Nunca é uma palavra falsa, geralmente usada para dar ênfase a uma mentira. No meu caso, eu expunha o que sentia e o que pensava quando tinha aprovação; mais tarde, na época da escola técnica, passei a dizer o que pensava com o objetivo de chocar o ouvinte. Era agressivo, contundente, direto, conciso e obscuro. Achava que assim provocava o efeito de mostrar minha força e revelar a fraqueza do oponente. A partir do momento em que entrei na organização clandestina, porém, esse comportamento mudou: eu precisava ser amado pelo grupo e para isso devia concordar com ele.
Escrevi aquele texto dizendo o que eu pensava, ele foi uma oportunidade de me expressar, porque no convívio diário, como disse, não me impunha, não era ouvido; aquele embate permanente de ideias e egos me embotava a mente. Mas ao escrever o texto expus o que pensava, sem grande esforço, inclusive, porque, além da facilidade para escrever e da prática diária que eu tinha já nessa época, eu dizia o que sentia e expressava para mim mesmo há mais de dois anos.
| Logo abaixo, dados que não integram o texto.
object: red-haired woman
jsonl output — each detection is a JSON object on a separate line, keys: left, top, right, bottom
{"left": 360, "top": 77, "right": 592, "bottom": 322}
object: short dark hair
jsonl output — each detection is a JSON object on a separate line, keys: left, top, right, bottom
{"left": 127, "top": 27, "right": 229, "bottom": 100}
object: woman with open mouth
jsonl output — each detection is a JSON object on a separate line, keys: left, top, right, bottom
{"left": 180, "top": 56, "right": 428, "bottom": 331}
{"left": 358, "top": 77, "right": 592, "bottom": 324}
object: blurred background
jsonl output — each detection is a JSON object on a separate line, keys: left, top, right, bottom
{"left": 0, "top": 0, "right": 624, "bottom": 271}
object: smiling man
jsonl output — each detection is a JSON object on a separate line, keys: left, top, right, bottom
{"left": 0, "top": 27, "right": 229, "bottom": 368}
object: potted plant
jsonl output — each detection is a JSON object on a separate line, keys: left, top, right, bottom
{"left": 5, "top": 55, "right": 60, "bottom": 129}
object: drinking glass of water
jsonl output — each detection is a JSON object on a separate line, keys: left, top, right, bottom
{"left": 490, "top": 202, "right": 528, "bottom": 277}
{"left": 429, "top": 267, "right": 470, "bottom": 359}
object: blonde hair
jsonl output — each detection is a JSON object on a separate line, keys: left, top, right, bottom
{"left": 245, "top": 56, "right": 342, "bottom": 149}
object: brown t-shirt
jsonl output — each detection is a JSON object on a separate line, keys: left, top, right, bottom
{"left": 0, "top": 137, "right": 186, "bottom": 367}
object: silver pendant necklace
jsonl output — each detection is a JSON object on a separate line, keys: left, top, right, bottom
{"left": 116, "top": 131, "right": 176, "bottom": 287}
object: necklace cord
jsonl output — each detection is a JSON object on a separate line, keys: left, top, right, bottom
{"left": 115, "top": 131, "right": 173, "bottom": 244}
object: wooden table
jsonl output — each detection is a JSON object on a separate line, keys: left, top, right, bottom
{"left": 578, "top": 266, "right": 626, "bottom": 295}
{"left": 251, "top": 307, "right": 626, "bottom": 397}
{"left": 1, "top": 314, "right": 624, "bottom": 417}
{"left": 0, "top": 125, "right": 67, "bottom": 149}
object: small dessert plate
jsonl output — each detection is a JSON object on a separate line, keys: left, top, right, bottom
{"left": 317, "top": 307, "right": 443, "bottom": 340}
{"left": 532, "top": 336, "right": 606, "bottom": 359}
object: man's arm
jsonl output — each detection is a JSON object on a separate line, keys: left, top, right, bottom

Há duas explicações para a reação dos colegas, e talvez as duas estejam certas. A primeira é que escrevendo eu era muito melhor do que falando: inesperadamente, aquele menino miúdo (aos dezoito anos eu era ainda magrelo e baixinho), feio e tímido dissera coisas que não o consideravam capaz de pensar. A outra explicação é que meu texto tinha uma densidade existencial que extrapolava as referências políticas daquela turma e não combinava com a concepção política do jornal. A favor dessa explicação está o fato de Heloísa, a editora (ou terá sido um universitário hierarquicamente superior na sua organização, a quem mostrou o artigo?), tê-lo enxertado de trechos objetivos e chavões políticos da época. Eu contestava o sistema do ponto de vista da opressão individual, que era o meu, não da ordem social e política. Isso talvez fosse compreendido por todos ali, talvez não, mas o fato é que não combinava com um jornal de combate.